Publication: Monitor Volume: 7 Issue: 172

Armenian assessments of Russian President Vladimir Putin’s visit buttress the conclusion that the country’s leadership is sliding more deeply into dependency on Russia. Among these assessments, two stand out because they come from major political figures, on opposite sides of the political spectrum, who impart inside information while applauding the official tilt toward Moscow.

One of these is former Prime Minister (1999-2000) Aram Sarkisian, an openly pro-Moscow figure and staunch opponent of President Robert Kocharian, by whom he was dismissed in a power struggle. Sarkisian now feels vindicated by Kocharian’s recent steps to strengthen relations with Russia. In an interview with the Yerevan liberal daily Aravot, Sarkisian notes that some of the steps he had tried to push through last year while still prime minister–steps for which he was branded pro-Russian (by Kocharian himself, among others)–Kocharian has now taken.

Sarkisian recalls that he had proposed turning over shares in the Metsamor nuclear power plant and a number of leading Armenian industrial enterprises to Russia in payment for Armenia’s debts. Furthermore, he and then Defense Minister Vagharshak Harutiunian made an agreement of intent with their Russian counterparts to transfer 50-percent shares in Armenia’s defense-related enterprises to Russia for debt settlement. Sarkisian goes on to recall that his government last year sought to include Russian companies in the privatization tender for Armenia’s electricity distribution networks. Kocharian opposed all of these moves last year, only to take them himself and seal agreements with Putin last week.

Sarkisian applauds his rival’s steps. “I see an unequivocally positive development here…. I know what the World Bank, the European Union and the United States will say about this.” Indeed during Sarkisian’s prime ministerial tenure, the Western governments and the World Bank had opposed his prescriptions and staked their hopes on Kocharian. That political battle was, however, only one aspect of the power struggle between the Sarkisian and Kocharian camps.

Their rivalry continues, however. Indeed, it escalated when Sarkisian launched his Hanrapetutiun [Republic] Party just prior to Putin’s September 14-15 visit. The party, and Sarkisian personally, accuse Kocharian of “protecting the terrorists” responsible for the October 1999 carnage in Armenia’s parliament building. Such an accusation only indicates the depth of their antagonism. But it does not prevent Sarkisian from endorsing Kocharian’s turn toward Moscow.
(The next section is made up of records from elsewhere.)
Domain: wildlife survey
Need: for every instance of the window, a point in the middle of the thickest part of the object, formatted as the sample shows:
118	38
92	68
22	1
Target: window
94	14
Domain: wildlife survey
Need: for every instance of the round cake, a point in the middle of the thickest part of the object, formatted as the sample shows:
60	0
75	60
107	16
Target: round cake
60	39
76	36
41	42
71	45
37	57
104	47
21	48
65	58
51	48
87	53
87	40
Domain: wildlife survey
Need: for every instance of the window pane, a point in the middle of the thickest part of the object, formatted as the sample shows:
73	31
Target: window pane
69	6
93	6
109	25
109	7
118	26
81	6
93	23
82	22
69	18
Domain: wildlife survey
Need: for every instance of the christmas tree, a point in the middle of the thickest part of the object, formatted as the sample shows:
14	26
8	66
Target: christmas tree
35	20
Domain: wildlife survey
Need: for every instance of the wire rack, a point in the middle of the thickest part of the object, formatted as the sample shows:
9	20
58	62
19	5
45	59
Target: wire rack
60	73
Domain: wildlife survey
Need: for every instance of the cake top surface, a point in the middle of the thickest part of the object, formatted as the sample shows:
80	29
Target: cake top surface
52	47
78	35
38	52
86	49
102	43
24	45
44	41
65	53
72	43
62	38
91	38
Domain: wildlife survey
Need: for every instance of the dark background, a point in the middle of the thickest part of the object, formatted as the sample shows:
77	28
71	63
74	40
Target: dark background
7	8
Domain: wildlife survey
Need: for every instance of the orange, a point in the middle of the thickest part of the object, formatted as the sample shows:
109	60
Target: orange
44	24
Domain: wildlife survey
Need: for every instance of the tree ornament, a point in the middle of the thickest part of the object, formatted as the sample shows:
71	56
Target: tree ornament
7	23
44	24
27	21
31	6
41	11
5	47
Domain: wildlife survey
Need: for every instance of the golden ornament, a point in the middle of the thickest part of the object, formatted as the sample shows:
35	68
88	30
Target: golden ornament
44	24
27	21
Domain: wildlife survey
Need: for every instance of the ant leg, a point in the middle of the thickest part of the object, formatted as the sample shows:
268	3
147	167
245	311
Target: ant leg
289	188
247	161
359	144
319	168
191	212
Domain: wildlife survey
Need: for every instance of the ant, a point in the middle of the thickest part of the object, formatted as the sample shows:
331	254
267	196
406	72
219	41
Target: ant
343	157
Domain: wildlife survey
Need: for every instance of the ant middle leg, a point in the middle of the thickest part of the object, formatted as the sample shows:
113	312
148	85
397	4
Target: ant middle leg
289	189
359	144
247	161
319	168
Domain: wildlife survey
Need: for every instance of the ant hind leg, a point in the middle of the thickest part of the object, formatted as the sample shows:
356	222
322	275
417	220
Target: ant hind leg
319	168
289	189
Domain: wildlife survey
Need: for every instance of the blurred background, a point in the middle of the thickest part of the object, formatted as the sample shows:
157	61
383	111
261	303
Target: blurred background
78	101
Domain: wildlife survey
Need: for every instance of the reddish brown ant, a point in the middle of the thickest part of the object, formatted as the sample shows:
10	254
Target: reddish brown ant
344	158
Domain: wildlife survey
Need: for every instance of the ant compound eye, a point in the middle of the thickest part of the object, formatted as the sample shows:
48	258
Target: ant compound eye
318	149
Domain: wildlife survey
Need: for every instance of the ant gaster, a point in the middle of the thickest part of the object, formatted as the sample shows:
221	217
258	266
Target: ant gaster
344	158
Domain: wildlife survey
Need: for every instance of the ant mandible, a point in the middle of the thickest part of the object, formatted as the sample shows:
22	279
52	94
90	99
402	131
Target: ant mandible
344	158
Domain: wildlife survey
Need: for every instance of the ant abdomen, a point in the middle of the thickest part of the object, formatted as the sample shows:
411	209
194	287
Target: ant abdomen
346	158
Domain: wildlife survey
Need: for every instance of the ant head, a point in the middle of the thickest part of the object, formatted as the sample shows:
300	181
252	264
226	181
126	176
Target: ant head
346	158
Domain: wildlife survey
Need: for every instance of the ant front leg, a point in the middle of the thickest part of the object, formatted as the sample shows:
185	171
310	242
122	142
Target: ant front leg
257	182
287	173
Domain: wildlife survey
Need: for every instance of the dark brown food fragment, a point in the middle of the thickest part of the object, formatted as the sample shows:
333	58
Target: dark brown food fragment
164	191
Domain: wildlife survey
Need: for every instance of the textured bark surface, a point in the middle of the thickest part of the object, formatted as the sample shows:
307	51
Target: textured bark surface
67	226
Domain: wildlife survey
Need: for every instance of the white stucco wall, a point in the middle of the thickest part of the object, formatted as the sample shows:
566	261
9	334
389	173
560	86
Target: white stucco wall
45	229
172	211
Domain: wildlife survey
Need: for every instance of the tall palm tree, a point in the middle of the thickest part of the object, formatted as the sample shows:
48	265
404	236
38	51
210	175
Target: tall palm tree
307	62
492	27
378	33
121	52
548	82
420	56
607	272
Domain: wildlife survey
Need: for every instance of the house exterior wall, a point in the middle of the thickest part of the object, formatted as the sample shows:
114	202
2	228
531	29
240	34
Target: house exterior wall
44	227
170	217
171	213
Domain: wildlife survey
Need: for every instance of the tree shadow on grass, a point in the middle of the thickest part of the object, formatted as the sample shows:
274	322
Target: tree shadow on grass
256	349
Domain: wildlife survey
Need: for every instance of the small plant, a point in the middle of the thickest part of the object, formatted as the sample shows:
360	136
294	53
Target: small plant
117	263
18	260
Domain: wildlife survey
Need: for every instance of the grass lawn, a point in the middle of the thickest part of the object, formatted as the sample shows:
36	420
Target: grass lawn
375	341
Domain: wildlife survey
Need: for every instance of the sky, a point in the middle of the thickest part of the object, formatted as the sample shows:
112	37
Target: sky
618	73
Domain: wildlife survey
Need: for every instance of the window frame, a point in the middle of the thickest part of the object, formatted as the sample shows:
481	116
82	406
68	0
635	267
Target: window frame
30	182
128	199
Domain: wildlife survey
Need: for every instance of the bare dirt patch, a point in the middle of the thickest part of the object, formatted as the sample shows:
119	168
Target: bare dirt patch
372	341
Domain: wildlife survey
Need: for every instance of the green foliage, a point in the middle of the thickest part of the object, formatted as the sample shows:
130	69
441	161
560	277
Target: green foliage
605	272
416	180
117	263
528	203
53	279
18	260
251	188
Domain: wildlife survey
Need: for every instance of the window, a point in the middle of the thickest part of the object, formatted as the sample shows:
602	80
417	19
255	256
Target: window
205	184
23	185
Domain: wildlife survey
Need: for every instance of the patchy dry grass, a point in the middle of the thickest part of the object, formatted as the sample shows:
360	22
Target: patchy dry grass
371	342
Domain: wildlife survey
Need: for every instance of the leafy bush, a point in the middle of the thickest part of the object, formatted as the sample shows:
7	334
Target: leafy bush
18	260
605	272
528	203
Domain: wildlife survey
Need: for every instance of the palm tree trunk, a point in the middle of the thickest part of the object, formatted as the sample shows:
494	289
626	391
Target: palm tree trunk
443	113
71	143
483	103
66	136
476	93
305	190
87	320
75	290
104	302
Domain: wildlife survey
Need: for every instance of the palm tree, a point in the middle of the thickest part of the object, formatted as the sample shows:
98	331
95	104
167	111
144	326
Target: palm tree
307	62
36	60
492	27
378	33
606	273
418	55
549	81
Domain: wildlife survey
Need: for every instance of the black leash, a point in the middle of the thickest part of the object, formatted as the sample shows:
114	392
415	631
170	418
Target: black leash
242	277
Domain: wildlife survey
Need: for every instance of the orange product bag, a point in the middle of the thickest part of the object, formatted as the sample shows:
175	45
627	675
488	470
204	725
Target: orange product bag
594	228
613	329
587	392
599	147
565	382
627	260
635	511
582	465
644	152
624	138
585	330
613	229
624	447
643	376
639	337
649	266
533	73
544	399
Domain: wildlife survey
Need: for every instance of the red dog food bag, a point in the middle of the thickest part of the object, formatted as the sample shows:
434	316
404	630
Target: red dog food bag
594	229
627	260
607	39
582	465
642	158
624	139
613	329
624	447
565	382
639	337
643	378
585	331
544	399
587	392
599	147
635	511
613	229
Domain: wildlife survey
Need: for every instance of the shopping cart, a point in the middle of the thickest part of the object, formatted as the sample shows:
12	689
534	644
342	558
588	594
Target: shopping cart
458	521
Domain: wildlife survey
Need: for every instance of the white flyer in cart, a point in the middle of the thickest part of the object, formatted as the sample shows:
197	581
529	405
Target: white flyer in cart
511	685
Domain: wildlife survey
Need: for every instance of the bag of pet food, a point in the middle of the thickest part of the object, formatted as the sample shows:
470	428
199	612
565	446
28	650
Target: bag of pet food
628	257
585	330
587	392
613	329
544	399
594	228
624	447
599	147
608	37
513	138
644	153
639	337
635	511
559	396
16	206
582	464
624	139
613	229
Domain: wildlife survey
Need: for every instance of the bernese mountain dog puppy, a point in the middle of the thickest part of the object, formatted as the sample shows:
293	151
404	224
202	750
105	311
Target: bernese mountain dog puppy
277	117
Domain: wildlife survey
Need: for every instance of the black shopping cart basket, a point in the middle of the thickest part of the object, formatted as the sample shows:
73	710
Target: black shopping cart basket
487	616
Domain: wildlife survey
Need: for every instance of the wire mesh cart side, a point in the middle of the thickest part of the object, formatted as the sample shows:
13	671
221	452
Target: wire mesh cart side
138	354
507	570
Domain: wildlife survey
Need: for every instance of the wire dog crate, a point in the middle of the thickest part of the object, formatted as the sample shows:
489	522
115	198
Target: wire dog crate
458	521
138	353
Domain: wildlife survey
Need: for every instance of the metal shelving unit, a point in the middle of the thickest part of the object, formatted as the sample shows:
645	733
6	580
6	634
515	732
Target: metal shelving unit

Vahan Hovhanissian, chairman of the defense and national security commission of the Armenian parliament, is equally supportive for similar reasons, though from a quite different part of the political spectrum. Hovhanissian is the most influential leader in Armenia of the diaspora-based Dashnaksutiun (Armenian Revolutionary Federation), whose relationship with Kocharian is that of a conditional and sometimes critical ally. In an interview with the Yerevan nationalist daily Hayots Ashkar, Hovhanissian applauds Kocharian’s steps to strengthen relations with Russia on parallel tracks, the economic and the military, as demonstrated during Putin’s visit.

Hovhanissian maintains that “both sides realize that the military alliance built on geopolitical interests might not be strong enough, unless reinforced by mutually advantageous economic cooperation.” He confirms that, during Putin’s visit, “Armenia has been given the papers” for joining the Eurasian Economic Community (EAEC, the successor to the CIS Customs Union). And he claims that “authoritative economists consider that Armenia and other CIS countries will find it to their advantage to join this union.” This statement seems to signal that the ARF is poised to press, from within Yerevan’s leading circles, for Armenia to enter the EAEC.

He similarly applauds the Armenian government’s decision to enlarge the land areas at the disposal of Russia’s military bases for troop stationing and exercises. Those areas are located near the border with Turkey. The legal documents on that transaction formed part of a package on military cooperation, signed during Putin’s visit by Defense Ministers Sergei Ivanov and Serge Sarkisian. According to Hovhanissian, Armenia agreed to enlarging the Russian base areas because “Georgia and Azerbaijan have expanded their military cooperation with Turkey to such an extent that Armenia can not remain indifferent…. They are developing relations with Turkey, a NATO member and a direct enemy of Armenia.”

Close relations with Russia, Hovhanissian believes, should enable Armenia to resolve the conflict with Azerbaijan on its own terms. “The only compromise possible on Karabakh should reflect the results of war,” he asserts, alluding to areas held by Armenian forces beyond Karabakh since the 1994 ceasefire. The ARF is one of several political forces in Yerevan urging, directly or indirectly, that Armenia retain more than the Lachin corridor outside Karabakh proper under an eventual peace settlement. This political consideration has for some time limited Kocharian’s elbow room in pursuing a compromise with Azerbaijan on Karabakh (Aravot, September 18; Hayots Ashkar, September 19; see the Monitor, September 6, 19).